The first noble truth in Buddhism is that there is suffering.
At first, that seems obvious.
Every life has its sorrows, some many more than others.
Atrocities are happening all over the world.
Accepting that “bad stuff happens to good people” can be a balm.
This isn’t the only kind of suffering, though, that the Buddha was talking about.
The process of becoming an adult invariably leaves psychic wounds… deep-seated fears that left unexamined can distort a life.
These fears feel like they’re about the future, but they are really about the past.
In Heidegger’s words: “The dreadful has already happened.”
The easiest way to deal with these wounds is to deny their existence, to not feel the pain that was and remains unacceptable.
It’s still there, driving us, but we choose to ignore it.

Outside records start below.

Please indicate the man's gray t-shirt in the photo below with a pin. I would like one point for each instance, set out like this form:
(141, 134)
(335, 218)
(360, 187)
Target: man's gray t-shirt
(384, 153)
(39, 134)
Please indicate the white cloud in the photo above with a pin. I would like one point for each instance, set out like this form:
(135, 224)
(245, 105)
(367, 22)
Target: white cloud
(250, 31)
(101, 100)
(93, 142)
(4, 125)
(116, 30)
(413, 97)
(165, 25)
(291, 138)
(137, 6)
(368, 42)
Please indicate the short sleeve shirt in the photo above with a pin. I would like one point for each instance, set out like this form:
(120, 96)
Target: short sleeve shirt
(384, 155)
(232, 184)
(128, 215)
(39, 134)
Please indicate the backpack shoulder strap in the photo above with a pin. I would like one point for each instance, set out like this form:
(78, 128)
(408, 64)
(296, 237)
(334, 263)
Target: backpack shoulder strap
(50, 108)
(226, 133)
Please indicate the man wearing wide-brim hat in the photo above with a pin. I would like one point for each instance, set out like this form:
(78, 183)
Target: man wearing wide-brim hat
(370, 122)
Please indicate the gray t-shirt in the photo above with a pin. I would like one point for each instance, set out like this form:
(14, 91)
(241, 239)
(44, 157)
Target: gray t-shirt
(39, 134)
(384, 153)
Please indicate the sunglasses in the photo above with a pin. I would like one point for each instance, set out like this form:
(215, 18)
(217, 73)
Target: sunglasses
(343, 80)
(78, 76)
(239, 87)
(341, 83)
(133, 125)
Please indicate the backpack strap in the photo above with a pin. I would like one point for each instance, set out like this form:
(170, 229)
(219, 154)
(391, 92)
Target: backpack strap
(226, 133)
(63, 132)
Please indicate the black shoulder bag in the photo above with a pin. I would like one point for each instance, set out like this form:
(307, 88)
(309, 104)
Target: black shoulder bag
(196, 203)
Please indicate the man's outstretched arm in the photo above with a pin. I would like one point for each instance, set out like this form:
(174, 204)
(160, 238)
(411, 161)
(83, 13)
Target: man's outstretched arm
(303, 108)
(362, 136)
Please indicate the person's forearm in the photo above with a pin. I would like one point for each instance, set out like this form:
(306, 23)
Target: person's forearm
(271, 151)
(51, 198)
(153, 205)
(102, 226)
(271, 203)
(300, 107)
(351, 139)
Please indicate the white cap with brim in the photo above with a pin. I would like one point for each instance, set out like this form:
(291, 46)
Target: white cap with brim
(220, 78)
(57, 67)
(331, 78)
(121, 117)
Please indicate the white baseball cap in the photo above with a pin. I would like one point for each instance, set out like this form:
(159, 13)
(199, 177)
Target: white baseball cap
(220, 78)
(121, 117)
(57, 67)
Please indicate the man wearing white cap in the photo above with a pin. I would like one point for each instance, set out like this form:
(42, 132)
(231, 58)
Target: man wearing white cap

This unfelt suffering is the kind I suspect the Buddha was really talking about.
Accepting what once hurt, and feeling it fully, is the key to liberating ourselves from it, and then being free to make mature choices.
This is out of synch with a culture that tells us in various ways to put on a game face. Play to our strengths. Equate happiness with the absence of pain. Manage feelings with addiction and distraction.
We have to love ourselves—including our unacceptable or unfinished aspects—in order to love others fully. In the long run, loving other people is the only thing that reliably makes us happy.
Paradoxically, accepting our own suffering, opening to it, befriending it, and learning from it is the only way to find lasting peace and equanimity.